Review Article | Health Policy & Methodology Science: Public Health
Deep learning-based screening for depressive disorders using audio-visual text multimodal information: a narrative review
Abstract
Background and Objective: Depression prevention, especially early screening, is deficient. Multimodal deep learning based on non-invasive information (video, audio and text) shows promise for rapid screening at low cost. This study reviewed existing studies and discussed multimodal deep learning based methods in screening for depressive disorders from psychiatric and psychological perspectives.
Methods: Up to October 2024, Web of Science, Scopus, PubMed, IEEE Xplore, Google Scholar, and Embase were searched and English-language studies of depression were screened using multimodal data based on video audio and text, and deep-learning-based methods. The aim of the target study must be to screen for depression or to make some prediction of the level of depression.

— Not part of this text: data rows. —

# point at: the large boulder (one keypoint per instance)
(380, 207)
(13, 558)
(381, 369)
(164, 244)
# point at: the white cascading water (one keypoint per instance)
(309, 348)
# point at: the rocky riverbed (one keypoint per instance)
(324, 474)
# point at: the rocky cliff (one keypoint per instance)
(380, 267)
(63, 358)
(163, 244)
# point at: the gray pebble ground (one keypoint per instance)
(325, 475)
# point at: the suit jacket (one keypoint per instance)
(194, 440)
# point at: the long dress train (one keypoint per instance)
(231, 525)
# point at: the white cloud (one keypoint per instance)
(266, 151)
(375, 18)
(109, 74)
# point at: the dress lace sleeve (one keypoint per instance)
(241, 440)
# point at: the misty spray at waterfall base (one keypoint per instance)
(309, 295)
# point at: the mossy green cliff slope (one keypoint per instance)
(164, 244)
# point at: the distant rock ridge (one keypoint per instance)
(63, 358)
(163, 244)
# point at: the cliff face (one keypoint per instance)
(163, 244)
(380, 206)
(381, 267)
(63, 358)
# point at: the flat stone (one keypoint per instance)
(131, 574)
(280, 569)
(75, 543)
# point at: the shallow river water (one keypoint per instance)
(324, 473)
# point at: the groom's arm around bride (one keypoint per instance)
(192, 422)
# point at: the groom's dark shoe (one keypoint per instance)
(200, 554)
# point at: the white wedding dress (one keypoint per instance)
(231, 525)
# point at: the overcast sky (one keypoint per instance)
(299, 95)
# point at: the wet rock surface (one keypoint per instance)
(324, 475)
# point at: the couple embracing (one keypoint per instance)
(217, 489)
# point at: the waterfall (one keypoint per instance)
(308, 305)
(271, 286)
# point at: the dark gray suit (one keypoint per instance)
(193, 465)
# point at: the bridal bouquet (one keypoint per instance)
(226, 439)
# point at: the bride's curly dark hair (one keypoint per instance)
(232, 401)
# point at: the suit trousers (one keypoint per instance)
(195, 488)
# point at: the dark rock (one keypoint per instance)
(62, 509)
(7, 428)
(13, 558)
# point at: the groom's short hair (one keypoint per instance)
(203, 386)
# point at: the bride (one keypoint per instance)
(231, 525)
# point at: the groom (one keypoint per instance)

Key Content and Findings: Of the 1,615 studies retrieved, 26 met the inclusion criteria. In multimodal depression detection, algorithms based on pre-trained models are currently at the forefront of current research, audio and video are optimal in bimodal combinations, and there is a large variability in trimodal combinations. Decision-level fusion and feature fusion have more applications, but hybrid fusion is promising. Multimodal deep learning achieved the highest accuracy of 93.8% for the binary classification of depressive disorder, while its lowest root mean square error (RMSE) was 3.18 in predicting depressive disorder severity.
Conclusions: Multimodal deep learning based on video, audio, and text modalities can be used to screen for depression, and current algorithmic studies based on a small number of datasets are deficient. Promoting interdisciplinary research is crucial for depression screening in the future.